New Yorkers, who have regarded the vast swath of America beyond the Hudson River with disdain for its lack of sophistication and its middle-class morality, can rest assured they are far too cultured for the rest of the country: the New York Court of Appeals has ruled viewing child pornography online is not a crime. Senior Judge Carmen Beauchamp Ciparick, writing the majority decision, stated: “Merely viewing Web images of child pornography does not, absent other proof, constitute either possession or procurement within the meaning of our Penal Law.”
New York law asserts that viewing Web images of child pornography does not by itself constitute either possession or procurement, and so the Court ruled that viewing was a lawful act:
Some affirmative act is required (printing, saving, downloading, etc.) to show that defendant in fact exercised dominion and control over the images that were on his screen.

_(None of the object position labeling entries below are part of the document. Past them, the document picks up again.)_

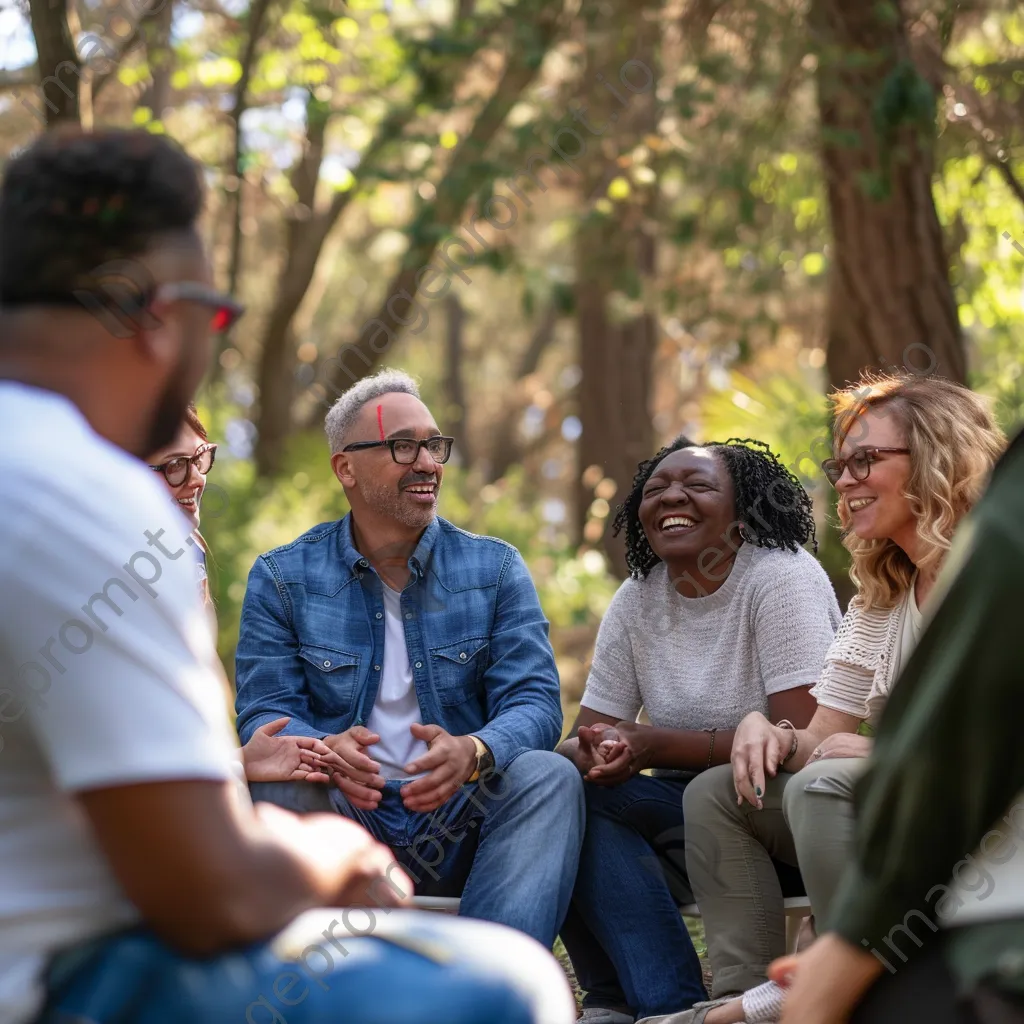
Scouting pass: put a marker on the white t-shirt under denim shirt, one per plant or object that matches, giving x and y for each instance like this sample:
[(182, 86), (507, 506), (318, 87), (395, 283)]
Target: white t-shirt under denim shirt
[(93, 693), (705, 663), (396, 708)]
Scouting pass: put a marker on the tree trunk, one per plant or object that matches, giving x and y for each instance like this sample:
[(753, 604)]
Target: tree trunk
[(615, 249), (890, 301), (256, 23), (307, 230), (455, 390), (59, 72), (506, 448), (160, 57)]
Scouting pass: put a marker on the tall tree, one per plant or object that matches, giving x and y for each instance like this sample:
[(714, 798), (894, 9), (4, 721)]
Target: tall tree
[(890, 300), (615, 248), (58, 64), (531, 28)]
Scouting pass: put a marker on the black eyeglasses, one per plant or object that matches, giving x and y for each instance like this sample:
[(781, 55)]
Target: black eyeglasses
[(859, 463), (176, 470), (406, 451), (225, 310), (113, 302)]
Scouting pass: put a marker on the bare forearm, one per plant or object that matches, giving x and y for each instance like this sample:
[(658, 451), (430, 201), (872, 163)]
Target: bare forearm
[(816, 732), (270, 887), (689, 749)]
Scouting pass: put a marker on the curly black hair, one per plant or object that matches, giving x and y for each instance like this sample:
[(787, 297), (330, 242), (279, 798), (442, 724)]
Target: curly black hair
[(771, 506), (76, 205)]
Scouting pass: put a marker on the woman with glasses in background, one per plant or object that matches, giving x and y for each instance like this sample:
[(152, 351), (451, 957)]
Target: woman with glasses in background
[(267, 757), (911, 456), (184, 464)]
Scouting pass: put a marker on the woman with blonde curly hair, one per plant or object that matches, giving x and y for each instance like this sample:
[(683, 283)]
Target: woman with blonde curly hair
[(911, 456)]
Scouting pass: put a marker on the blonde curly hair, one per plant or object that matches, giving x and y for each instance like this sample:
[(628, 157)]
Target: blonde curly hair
[(953, 442)]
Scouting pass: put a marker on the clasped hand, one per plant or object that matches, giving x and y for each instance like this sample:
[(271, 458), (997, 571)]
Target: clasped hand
[(608, 755), (448, 764)]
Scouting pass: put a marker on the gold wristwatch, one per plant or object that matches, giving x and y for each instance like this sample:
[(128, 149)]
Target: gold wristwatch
[(484, 759)]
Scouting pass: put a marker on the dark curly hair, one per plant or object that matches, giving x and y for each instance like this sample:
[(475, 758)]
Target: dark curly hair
[(771, 506), (75, 206)]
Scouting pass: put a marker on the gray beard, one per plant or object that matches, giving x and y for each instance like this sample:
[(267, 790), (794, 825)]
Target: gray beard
[(389, 504)]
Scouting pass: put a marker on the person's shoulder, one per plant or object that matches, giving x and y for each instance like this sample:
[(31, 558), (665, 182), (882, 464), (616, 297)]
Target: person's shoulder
[(479, 545), (779, 565), (633, 594), (55, 472), (305, 543)]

To hold otherwise, would extend the reach of (state law) to conduct–viewing–that our Legislature has not deemed criminal.
The case was brought to the court after James D. Kent, a Marist College professor, brought his computer in to be fixed, complaining it ran too slowly, and the computer was found to have more than 100 images of child pornography. Kent argued that he had not viewed the porn himself. Emails found in Kent’s computer said he had collected images as part of a potential research project on the regulation of child pornography.
In 2010, Andrew Cuomo, then the Attorney General of New York, joined Facebook, MySpace and other social networking sites to track and remove illegal images using Internet hash values. Now Cuomo is the governor, and his own state court, ironically, is permitting his constituents to look at the very material that Cuomo railed against. The elitist constituents who put Cuomo in office now can crow about New York’s sophistication while indulging their sophisticated appetites -watching kiddie porn.